A l'origine de "Notre-Dame de Paris" il y a la démesure du Wonder Boy du cinéma, le producteur Irving THALBERG alors chez Universal. Pour ce qui était le premier film de la série "Universal Monsters" qui devait spécialiser le studio dans le fantastique et l'épouvante, il avait vu grand. "Notre-Dame de Paris" est en effet la première superproduction tirée du célèbre roman de Victor Hugo: plus de 2000 figurants, un décor de 10 hectares reconstituant la façade de la cathédrale grandeur nature, son parvis et les rues adjacentes (le plus grandiose depuis "Intolérance") (1916), 200 costumes de premier plan, 230 électriciens, le tout ayant coûté la bagatelle de 1 millions et demi de dollars (de manière hélas prophétique pour le vrai monument, ce magnifique décor est parti en fumée en 1967) des plans en contre-plongée à couper le souffle et un succès retentissant qui a paradoxalement compromis la conservation du film, celui-ci ayant été invisible de nombreuses années avant qu'une copie en bon état datant 1926 soit retrouvée au début des années 2000.

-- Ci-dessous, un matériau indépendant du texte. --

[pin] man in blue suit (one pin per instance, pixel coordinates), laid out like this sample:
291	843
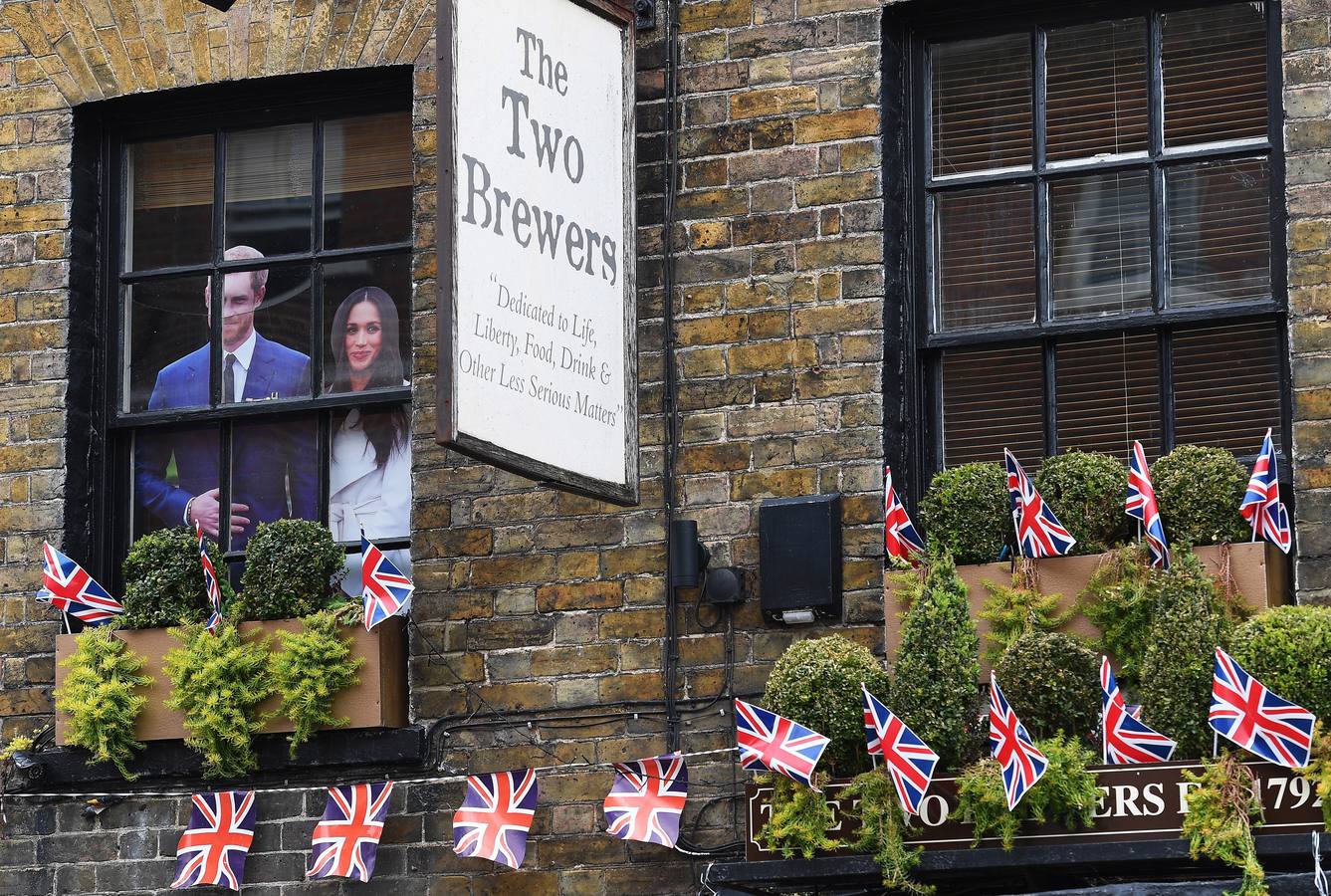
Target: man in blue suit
273	465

Autre apport décisif d'Irving THALBERG pour le succès et surtout la pérennité du film: Lon CHANEY le génial acteur transformiste dans le rôle de Quasimodo (les deux hommes rejoindront d'ailleurs peu après la MGM pour "Larmes de clown") (1923). La composition qui fit de lui une star planétaire est inoubliable et sa performance, impressionnante. Il devait chaque jour passer 4 heures à se maquiller et à enfiler un costume si lourd qu'il ne pouvait pas se maintenir debout ni le porter plus d'un quart d'heure d'affilée. On se demande alors d'autant plus comment il fait pour grimper aussi prestement le long des tours. Mais ce ne sont pas ses performances acrobatiques qui marquent le plus. C'est à quel point dans ce film qui a maintenant près d'un siècle, il est le seul dont la puissance de jeu, exacerbée jusqu'à la déchirure permet de crever l'écran. Les autres acteurs paraissent terriblement fades et datés à côté de lui, peu aidés il faut le dire par une censure hollywoodienne qui gomme tous les aspects sulfureux de l'œuvre de Victor Hugo. Claude Frollo (Nigel De BRULIER) devient un saint homme, la concupiscence revenant à son frère cadet laïc Jehan (Brandon HURST) que l'on voit peu à l'écran. Esméralda (Patsy Ruth MILLER) et Phoebus (Norman KERRY) sont un couple de jeunes premiers années 20 très politiquement correct (exit la gitane affriolante et le séducteur qui cherche le coup d'un soir) qui a droit un happy end convenu, la victime expiatoire étant bien entendu le monstre, déchet de l'humanité condamné à mourir seul.